PS: If you think you have a long list of food sensitivities, look at my list:

I've gotten sick from every grain I tried - wheat, barley, rye, oats, millet, corn, rice, lemongrass. Also apples and citrus. After I completely eliminated corn from my diet, I found I ALSO get sick from all legumes, chocolate, buckwheat, strawberries, fish, shellfish, the onion family (garlic, onions), potatoes (so I avoid nightshades, except for cape gooseberries), stone fruits (cherries, apricots, peaches), eggwhites, green tea, stevia, unfiltered honey, poultry, flaxseed, pork, cauliflower, broccoli, cabbage, carrots and parsnips, guava, tree nuts, marijuana (hempseed), cranberries, beef, cardamom, sunflower, pepper, as in salt and pepper; turmeric, xylitol and D-mannose made from birch/beech trees, elderberries, dates, ginkgo biloba, yerba mate', acorn, poppy seeds, avocado, blackberries and raspberries, banana, cucumber and melons related to it.

But I still manage to rotate my foods.
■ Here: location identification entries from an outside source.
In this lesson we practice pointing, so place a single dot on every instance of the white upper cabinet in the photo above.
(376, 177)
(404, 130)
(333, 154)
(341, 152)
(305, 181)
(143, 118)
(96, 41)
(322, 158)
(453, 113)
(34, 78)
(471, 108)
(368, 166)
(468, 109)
Just barely - if I lost a lot more I couldn't.

After you quit gluten, your body stops doing so much to mask food sensitivities and new ones may emerge. That happened to me. After an elimination diet in 2003 where I got sick from grains and a couple other foods, I kept eating fructose because I was addicted. It's made from corn. After I slowly tapered off the fructose and quit corn completely, I suddenly found I was sensitive to about 90% of the foods I was eating! That was early 2005. Since then I have lost a few more foods that I developed new sensitivities to.

I just had my first food reaction in years. I ate a cucumber to see if my food reactions are still there. They are :( I got quite sick and I stayed in bed a lot and slept for a couple days.

My food reactions are much less severe than they were in 2003 and somewhat better than in 2005. People have told me these other food reactions last about 5-10 years.